Department of Psychiatry and Human Behavior, Brown University School of Medicine, Providence, RI 02905, USA.
Compr Psychiatry. 2010 Mar-Apr;51(2):99-105. doi: 10.1016/j.comppsych.2009.04.001. Epub 2009 Jul 9.
The diagnosis of bipolar disorder in depressed patients requires the ascertainment of prior episodes of mania and hypomania. Several research reports and commentaries have suggested that bipolar disorder is underrecognized and that many patients with nonbipolar major depressive disorder have, in fact, bipolar disorder. In a previous article from the Rhode Island Methods to Improve Diagnostic Assessment and Services (MIDAS) project, we reported the opposite phenomenon-that bipolar disorder is often overdiagnosed in psychiatric outpatients. An important question that has not been previously examined is whether there is a particular clinical or demographic profile associated with bipolar disorder overdiagnosis among depressed patients. Forty psychiatric outpatients with current major depressive disorder reported having been previously diagnosed with bipolar disorder, which was not confirmed when interviewed with the Structured Clinical Interview for Diagnostic and Statistical Manual of Mental Disorders, Fourth Edition (SCID). Psychiatric diagnoses, clinical and demographic variables were compared in these 40 patients and 233 depressed patients who were not diagnosed with bipolar disorder. Patients were interviewed by a highly trained diagnostic rater who administered the SCID for DSM-IV Axis I disorders, the Structured Interview for DSM-IV Personality for DSM-IV Axis II disorders, and the Schedule for Affective Disorders and Schizophrenia for clinical features of depression. The depressed patients who were overdiagnosed with bipolar disorder were diagnosed with a significantly higher number of Axis I disorders and were more likely to be diagnosed with specific phobia, posttraumatic stress disorder, and drug abuse/dependence. The patients overdiagnosed with bipolar disorder were also significantly more likely to be diagnosed with a current personality disorder and were more chronically ill with greater psychosocial impairment. Thus, the results suggest that depressed outpatients who had previously been overdiagnosed with bipolar disorder were more chronically and severely ill than depressed outpatients who had not been overdiagnosed.
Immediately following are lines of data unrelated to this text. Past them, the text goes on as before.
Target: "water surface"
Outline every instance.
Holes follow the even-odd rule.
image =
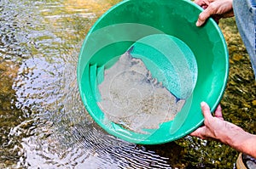
[[[162,145],[119,140],[86,112],[76,82],[86,33],[112,0],[0,1],[0,168],[232,168],[238,152],[185,137]],[[220,25],[230,73],[227,121],[256,133],[256,84],[234,19]]]

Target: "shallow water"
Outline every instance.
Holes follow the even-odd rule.
[[[117,1],[0,1],[0,168],[232,168],[238,152],[191,137],[155,146],[119,140],[85,111],[79,49]],[[230,73],[224,118],[256,133],[256,83],[233,19],[221,22]]]

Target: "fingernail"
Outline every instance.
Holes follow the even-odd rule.
[[[206,102],[201,102],[201,106],[205,106],[207,104]]]

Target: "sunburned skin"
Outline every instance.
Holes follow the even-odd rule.
[[[111,121],[136,132],[157,129],[174,119],[185,100],[177,99],[151,76],[140,59],[126,52],[109,69],[98,85],[100,109]]]

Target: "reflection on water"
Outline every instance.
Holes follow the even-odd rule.
[[[117,2],[0,1],[0,168],[233,166],[237,152],[219,143],[186,137],[129,144],[85,111],[76,82],[80,47],[96,19]],[[255,133],[255,82],[244,47],[236,48],[235,23],[228,24],[231,76],[224,113]]]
双相障碍的诊断需要确定先前的躁狂和轻躁狂发作。一些研究报告和评论表明,双相障碍的识别不足,许多非双相重性抑郁障碍患者实际上患有双相障碍。在之前来自罗德岛改善诊断评估和服务(MIDAS)项目的一篇文章中,我们报告了相反的现象——精神科门诊患者中双相障碍的诊断经常被过度诊断。一个以前没有被检查过的重要问题是,是否存在与抑郁患者中双相障碍过度诊断相关的特定临床或人口统计学特征。40 名目前患有重性抑郁障碍的精神科门诊患者报告曾被诊断为双相障碍,但在接受第四版诊断与统计手册精神障碍(DSM-IV)的结构临床访谈(SCID)访谈时并未得到证实。对这 40 名患者和 233 名未被诊断为双相障碍的抑郁患者进行了精神病诊断、临床和人口统计学变量的比较。患者由一位接受过高度培训的诊断评估员进行访谈,该评估员对 DSM-IV 轴 I 障碍的 SCID、DSM-IV 轴 II 障碍的 DSM-IV 人格结构访谈和抑郁的临床特征的情感障碍和精神分裂症时间表进行了管理。被过度诊断为双相障碍的抑郁患者被诊断为明显更多的轴 I 障碍,并且更有可能被诊断为特定恐惧症、创伤后应激障碍和药物滥用/依赖。被过度诊断为双相障碍的患者也更有可能被诊断为当前的人格障碍,并且更慢性地患病,社会心理功能损害更大。因此,结果表明,与未被过度诊断为双相障碍的抑郁门诊患者相比,先前被过度诊断为双相障碍的抑郁门诊患者的病情更慢性和更严重。